1- Pour ne pas accentuer et aggraver le sida. Il y a des gens infectés par le sida, et qui prennent des médicaments qu’on appelle antiviraux. Les médecins leur ont dit d’avoir désormais des rapports sexuels protégés, en utilisant les préservatifs. Il y en a dans ce Tabernacle. Quand ils m’ont exposé leur situation, je ne pouvais pas les empêcher d’utiliser les préservatifs.

2- Le deuxième cas concerne les femmes qui ont accouché par césarienne. Les médecins les mettent systématiquement sous pilules pour un temps. Là encore, je ne peux que laisser faire. En dehors de ces deux cas, on ne peut pas utiliser les préservatifs, ni se    mettre sous pilule. C’est ici la Manne Fraîche. Peut-être qu’il y a d’autres situations, qu’on m’en parle, et nous aviserons. Qu’il me soit permis de signaler que la prise des pilules contraceptives peut causer la stérilité. Faisons donc très attention. Que Dieu vous     bénisse !

Question N°13 ( Sr Mélanie) : Un pasteur de l’église CMA a dit que ce n’est pas normal pour une chrétienne de porter des dessous strings. Alors que ton mari par exemple veut que tu portes des dessous strings. Je veux savoir la position de la Manne Fraîche sur ce point.

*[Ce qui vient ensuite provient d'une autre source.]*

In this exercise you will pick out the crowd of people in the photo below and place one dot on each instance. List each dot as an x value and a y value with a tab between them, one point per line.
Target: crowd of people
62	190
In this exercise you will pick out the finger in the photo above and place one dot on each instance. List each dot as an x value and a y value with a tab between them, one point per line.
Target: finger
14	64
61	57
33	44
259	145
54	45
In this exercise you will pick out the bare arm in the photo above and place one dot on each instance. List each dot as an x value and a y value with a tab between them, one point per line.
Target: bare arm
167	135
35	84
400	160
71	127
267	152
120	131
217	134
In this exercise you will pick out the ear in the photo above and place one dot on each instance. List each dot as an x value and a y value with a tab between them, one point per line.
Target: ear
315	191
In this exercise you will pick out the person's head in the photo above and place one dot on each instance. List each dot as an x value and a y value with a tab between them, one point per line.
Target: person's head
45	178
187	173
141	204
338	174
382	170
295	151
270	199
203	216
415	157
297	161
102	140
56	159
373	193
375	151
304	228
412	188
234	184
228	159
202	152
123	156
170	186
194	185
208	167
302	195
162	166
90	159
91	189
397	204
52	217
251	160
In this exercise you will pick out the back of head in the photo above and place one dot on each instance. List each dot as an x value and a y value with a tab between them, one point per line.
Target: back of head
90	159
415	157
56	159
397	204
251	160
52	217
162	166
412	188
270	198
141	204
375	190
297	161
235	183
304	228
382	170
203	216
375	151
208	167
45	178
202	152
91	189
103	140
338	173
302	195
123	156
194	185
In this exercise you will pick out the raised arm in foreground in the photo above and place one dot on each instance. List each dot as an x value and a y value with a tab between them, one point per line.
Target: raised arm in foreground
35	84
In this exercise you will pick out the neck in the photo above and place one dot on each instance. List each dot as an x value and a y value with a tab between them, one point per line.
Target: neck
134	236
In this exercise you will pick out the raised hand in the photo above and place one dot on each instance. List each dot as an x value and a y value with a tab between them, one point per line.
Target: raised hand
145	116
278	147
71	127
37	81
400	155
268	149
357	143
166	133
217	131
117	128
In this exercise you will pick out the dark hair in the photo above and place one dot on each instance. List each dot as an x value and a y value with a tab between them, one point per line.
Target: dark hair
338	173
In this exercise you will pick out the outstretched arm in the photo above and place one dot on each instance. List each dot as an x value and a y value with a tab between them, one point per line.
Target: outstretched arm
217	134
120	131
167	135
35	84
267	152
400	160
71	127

Réponse : Les dessous strings ? Je ne savais pas ce que c’était. J’ai dû voir ma femme pour en savoir davantage. Et elle m’a dit que ce sont des slips qui ne protègent pas les fesses,  mais qui y entrent. Une sœur de la Manne Fraîche peut-elle porter de tels slips ? Je réponds par l’affirmative. Elle peut les porter. Dites-moi, qui peut savoir quel genre de slips portent les femmes ? A moins que les strings exposent à tout œil l’intimité de la femme, on peut les porter. Il y a beaucoup de femmes et d’hommes qui ne portent pas de dessous. Est-ce un péché ? Je dis non. Ce n’est pas le fait de porter des dessous ou non, le fait de porter des strings ou non, qui nous rapprochent de Dieu. Dans nos villages, nos mamans portent des "kodjos″, qui sont semblables aux strings. Je pense que ce sont des strings africains. Je ne vois donc pas où est le péché en portant ces choses. Que Dieu vous bénisse !

Question N°14 ( Fr Koffi Emmanuel) : Je veux savoir la vision de la Manne Fraîche sur l’avortement et les grossesses indésirables.

Réponse : L’avortement est un péché. Je ne sais pas ce que le frère Koffi Emmanuel entend par grossesses indésirables, mais sachez qu’il n’y a pas de grossesses indésirables à la Manne Fraîche. Lorsqu’un frère couche avec sa femme, il doit toujours s’attendre à une grossesse. S’il ne veut pas l’enceinter, qu’il étudie son cycle menstruel. Car Dieu Lui-même a déterminé deux grandes périodes : La période de fertilité et la période de non fertilité. Si quelqu’un ne veut pas enceinter sa femme pour des raisons qui lui sont propres, qu’il aille avec elle pendant sa période de non fertilité. A la Manne Fraîche, aucune grossesse n’est indésirable. Que Dieu vous   bénisse !

Question N°15 (Fr Koffi Emmanuel) : Si vous avez une femme mégère dans la maison, qui ne change jamais. Que faire ?

Réponse : Une femme mégère, si elle n’est pas enfant du diable, peut changer. Que faire pour qu’elle change ? Il faut lui apporter la Parole du Seigneur tous les jours, l’aimer profondément, en actes et en paroles, prier et jeûner pour elle. Mettez ces choses en pratique et vous verrez le changement. Que Dieu vous bénisse !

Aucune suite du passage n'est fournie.